There are many expositions of the famous Michelson-Morley experiment (for example *here*) but they all assume the independent variable is *time*, which is not the case. As we shall see, *distance* is the independent variable, and so the experiment is temporo-spatial (1+3). Let us examine the original experiment as it should have been done:

The configuration diagrammed above is as follows: the apparatus is presumed to travel with pace *w* relative to the aether. In it a light source travels with pace *k* = 1/*c* to a beam splitter, whereupon part of it travels a distance *L* longitudinally and is reflected back, whereas another part travels a distance transversely and is reflected back. Part of the light is sent to an observer, who looks for an interference pattern.

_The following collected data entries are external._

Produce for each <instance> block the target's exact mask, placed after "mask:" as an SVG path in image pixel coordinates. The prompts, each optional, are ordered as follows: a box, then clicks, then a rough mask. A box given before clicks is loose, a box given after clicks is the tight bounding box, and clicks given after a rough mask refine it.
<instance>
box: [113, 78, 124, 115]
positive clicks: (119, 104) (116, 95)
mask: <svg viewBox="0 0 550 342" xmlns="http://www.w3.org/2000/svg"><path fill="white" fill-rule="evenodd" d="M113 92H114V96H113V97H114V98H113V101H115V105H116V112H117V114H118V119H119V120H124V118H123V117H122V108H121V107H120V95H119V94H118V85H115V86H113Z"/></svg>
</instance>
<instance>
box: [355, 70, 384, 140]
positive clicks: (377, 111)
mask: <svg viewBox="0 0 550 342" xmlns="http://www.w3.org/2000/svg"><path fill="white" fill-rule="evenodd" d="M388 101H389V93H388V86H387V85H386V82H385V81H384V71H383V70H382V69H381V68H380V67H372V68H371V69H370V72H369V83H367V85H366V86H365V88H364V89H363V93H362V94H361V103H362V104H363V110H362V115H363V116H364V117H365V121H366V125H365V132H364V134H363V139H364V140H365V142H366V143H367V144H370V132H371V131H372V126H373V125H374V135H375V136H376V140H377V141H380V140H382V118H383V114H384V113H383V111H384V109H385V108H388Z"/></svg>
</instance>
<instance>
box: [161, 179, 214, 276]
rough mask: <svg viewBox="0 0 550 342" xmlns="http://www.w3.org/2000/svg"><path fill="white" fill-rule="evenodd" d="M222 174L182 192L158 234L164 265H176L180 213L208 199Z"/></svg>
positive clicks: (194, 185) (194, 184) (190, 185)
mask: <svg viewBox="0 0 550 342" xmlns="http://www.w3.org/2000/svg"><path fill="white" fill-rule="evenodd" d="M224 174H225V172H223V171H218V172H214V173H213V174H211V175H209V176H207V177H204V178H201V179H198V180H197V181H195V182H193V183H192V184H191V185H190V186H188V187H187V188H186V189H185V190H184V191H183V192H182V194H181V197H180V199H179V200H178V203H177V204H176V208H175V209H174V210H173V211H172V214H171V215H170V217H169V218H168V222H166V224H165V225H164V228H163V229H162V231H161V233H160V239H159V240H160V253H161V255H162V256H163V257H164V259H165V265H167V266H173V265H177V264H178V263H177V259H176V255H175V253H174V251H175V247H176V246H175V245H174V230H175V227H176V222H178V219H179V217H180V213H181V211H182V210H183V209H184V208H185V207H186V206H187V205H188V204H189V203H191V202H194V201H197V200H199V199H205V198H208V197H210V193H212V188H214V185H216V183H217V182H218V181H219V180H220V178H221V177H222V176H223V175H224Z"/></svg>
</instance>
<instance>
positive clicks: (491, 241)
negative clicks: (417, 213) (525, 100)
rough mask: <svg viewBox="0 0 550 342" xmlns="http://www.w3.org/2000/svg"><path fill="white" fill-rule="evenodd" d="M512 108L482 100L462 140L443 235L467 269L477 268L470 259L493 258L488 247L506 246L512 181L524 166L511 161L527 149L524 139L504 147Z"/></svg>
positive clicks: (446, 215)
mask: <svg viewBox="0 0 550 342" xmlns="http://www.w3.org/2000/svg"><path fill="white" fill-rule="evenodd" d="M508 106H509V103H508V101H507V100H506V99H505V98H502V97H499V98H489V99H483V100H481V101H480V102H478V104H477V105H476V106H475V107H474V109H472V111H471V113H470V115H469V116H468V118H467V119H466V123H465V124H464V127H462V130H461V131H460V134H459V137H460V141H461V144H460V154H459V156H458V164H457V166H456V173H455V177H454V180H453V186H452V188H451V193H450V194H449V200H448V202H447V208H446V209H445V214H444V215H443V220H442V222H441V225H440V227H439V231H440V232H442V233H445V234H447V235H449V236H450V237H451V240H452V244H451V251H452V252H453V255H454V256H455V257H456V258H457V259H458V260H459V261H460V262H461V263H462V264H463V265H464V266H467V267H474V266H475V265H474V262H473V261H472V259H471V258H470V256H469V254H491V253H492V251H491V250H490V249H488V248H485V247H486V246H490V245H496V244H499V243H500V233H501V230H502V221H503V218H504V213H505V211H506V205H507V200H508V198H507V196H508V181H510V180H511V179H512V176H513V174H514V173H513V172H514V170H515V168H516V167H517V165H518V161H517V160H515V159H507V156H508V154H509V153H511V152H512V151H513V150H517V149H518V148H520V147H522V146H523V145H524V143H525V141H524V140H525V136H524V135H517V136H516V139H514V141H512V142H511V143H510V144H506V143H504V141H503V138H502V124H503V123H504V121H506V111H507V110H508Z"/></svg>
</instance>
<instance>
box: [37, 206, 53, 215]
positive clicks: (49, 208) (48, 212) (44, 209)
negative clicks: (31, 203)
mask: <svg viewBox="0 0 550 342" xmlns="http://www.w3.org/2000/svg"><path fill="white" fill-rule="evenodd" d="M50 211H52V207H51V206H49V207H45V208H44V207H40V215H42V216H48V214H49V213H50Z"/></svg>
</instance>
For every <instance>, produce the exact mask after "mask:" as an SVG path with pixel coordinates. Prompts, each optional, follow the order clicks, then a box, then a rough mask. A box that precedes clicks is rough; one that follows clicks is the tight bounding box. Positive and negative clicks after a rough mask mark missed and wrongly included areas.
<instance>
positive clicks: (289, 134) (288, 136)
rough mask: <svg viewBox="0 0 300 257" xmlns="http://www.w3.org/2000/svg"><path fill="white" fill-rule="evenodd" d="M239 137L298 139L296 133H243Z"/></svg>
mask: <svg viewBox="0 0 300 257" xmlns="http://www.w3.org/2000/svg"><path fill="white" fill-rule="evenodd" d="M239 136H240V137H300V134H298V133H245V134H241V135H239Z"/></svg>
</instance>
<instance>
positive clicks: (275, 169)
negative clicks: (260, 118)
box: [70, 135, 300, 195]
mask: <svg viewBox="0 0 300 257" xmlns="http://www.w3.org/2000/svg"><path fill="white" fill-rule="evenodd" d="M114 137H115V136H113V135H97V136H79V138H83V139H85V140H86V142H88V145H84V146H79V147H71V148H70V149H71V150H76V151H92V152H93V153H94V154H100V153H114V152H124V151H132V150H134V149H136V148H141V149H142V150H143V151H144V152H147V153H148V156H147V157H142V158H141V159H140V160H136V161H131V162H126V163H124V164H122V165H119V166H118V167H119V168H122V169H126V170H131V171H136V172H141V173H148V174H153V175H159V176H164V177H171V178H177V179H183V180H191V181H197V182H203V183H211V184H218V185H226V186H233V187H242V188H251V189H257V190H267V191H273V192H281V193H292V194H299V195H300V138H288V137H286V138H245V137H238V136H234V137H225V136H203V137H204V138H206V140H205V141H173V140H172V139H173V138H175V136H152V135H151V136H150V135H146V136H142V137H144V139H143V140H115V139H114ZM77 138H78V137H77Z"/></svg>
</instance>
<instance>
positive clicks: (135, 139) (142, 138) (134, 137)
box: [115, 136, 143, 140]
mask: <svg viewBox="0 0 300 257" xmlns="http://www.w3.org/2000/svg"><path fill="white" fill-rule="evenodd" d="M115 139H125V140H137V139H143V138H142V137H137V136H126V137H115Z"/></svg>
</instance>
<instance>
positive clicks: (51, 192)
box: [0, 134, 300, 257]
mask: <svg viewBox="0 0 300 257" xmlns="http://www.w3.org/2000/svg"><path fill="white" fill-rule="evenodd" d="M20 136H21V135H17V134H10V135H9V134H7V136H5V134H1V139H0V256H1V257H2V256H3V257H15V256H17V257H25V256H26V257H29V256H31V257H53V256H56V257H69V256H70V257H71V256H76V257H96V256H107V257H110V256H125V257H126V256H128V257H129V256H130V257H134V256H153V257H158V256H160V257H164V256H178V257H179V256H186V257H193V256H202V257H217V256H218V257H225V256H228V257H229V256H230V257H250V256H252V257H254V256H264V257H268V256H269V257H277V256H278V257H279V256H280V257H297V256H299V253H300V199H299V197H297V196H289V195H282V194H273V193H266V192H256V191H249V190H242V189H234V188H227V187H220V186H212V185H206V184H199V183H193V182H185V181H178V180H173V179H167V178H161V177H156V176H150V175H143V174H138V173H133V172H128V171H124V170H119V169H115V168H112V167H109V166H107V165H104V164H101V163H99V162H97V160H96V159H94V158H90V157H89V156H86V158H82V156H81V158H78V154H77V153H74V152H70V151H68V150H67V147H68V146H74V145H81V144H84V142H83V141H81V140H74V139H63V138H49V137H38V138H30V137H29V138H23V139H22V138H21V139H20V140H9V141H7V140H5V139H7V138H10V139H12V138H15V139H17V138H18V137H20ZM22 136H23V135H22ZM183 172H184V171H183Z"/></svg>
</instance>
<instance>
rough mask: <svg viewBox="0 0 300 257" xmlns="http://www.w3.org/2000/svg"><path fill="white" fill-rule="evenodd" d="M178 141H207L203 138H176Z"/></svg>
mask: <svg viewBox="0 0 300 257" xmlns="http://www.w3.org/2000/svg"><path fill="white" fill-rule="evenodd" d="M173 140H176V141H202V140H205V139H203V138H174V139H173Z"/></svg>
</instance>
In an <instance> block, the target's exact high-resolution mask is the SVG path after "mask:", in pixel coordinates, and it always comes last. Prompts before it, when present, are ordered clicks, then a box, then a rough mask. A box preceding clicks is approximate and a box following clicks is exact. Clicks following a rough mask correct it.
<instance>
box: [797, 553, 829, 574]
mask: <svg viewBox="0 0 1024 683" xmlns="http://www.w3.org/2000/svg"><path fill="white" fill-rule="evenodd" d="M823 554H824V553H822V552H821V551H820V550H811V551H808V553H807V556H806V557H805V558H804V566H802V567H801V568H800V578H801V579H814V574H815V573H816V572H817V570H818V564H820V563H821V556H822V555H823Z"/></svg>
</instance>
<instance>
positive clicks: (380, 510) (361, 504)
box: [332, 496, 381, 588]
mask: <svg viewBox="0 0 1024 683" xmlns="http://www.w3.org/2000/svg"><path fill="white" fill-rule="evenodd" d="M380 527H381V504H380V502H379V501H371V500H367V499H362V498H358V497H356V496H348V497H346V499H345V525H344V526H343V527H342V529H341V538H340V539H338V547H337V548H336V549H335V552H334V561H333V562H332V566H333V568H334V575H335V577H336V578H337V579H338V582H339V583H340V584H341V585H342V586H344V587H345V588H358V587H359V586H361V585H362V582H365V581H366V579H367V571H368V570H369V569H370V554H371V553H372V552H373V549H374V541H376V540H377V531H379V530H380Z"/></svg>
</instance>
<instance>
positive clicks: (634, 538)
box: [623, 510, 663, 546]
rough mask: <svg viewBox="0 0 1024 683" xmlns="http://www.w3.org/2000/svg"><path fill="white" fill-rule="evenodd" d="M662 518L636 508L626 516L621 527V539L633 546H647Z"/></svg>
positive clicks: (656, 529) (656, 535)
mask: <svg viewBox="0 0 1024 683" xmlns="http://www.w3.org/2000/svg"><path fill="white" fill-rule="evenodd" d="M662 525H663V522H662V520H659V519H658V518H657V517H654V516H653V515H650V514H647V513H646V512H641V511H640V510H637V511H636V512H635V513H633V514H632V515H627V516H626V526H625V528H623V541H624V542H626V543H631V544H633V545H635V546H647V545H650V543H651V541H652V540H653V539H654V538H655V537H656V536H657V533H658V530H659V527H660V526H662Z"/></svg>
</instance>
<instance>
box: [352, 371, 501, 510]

Since the distance *L* is fixed, distance is the independent variable. In the stationary frame the round trip longitudinal distance between the beam splitter and the mirror is 2*L*. Let the time that light travels longitudinally from the beam splitter to the mirror be *T*_{1}, and let the time for the return be *T*_{2}. Then

*T*_{1} = *L* (*k* + *w*) and *T*_{2} = *L* (*k* − *w*).

The stationary observer measures the total longitudinal time, *T*, as

*T* = *T*_{1} + *T*_{2} = *L* (*k* + *w*) + *L* (*k* − *w*) = 2*kL* = 2*L*/*c*

This is confirmed by calculating the pace of motion as

*T* / *L* = 2*kL */ (2*L*) = *k* = 1/*c*

The diagram above also shows the transverse motion, where there are two components of motion: the transverse *y*-axis and the longitudinal *x*-axis. These components are independent of one another since they are in different dimensions. The *y*-axis is the same as the stationary case above: the total time is 2*T* and the total distance is 2*cT*. The mean speed is 2*cT*/(2*T*) = *c*.

The longitudinal axis is simply the Galilean transform: *t′* = *t* + *wx* = *t* + *x*/*v*. If the light clocks coincide at *t* = 0, this is *t′* = *wx* = *x*/*v*. which is what was given.

Thus the distance, time, and mean speed are the same for both observers and independent of their relative velocity, which is what the Michelson-Morley experiment found.

Let us now compare the corresponding spatio-temporal (3+1) experiment.

The configuration diagrammed above is as follows: the apparatus is presumed to travel with speed *v* relative to the aether. In it a light source travels with speed *c* to a beam splitter, whereupon part of it travels a *time interval* *T* longitudinally and is reflected back, whereas another part travels a *time interval* transversely and is reflected back. Note: in practice this is impossible.

The beam splitter sends part of the light to an observer, who looks for an interference pattern. Since the time interval *T* is fixed, time is the independent variable. In the stationary frame the round trip longitudinal time interval between the beam splitter and the mirror is 2*T*. Let the distance that light travels longitudinally from the beam splitter to the mirror be *L*_{1}, and let the distance for the return be *L*_{2}. Then

*L*_{1} = *T* (*c* + *v*) and *L*_{2} = *T* (*c* − *v*).

The stationary observer measures the total longitudinal distance, *L*, as

*L *= *L*_{1} + *L*_{2} = *T*(*c* + *v*) + *T*(*c* − *v*) = 2*cT*.

This is confirmed by calculating the speed of motion as

*L* / *T* = 2*cT */ (2*T*) = *c*

The diagram above also shows the transverse motion, where there are two components of motion: the transverse *y*-axis and the longitudinal *x*-axis. These components are independent of one another since they are in different dimensions. The *y*-axis is the same as the stationary case above: the total time is 2*T* and the total distance is 2*cT*. The mean speed is 2*cT*/(2*T*) = *c*.

The longitudinal axis is simply the Galilean transform: *x′* = *x* + *vt*. If the light clocks coincide at *x* = 0, this is *x′* = *vt*, which is what was given.

Thus the distance, time, and mean speed would be the same for both observers and independent of their relative velocity.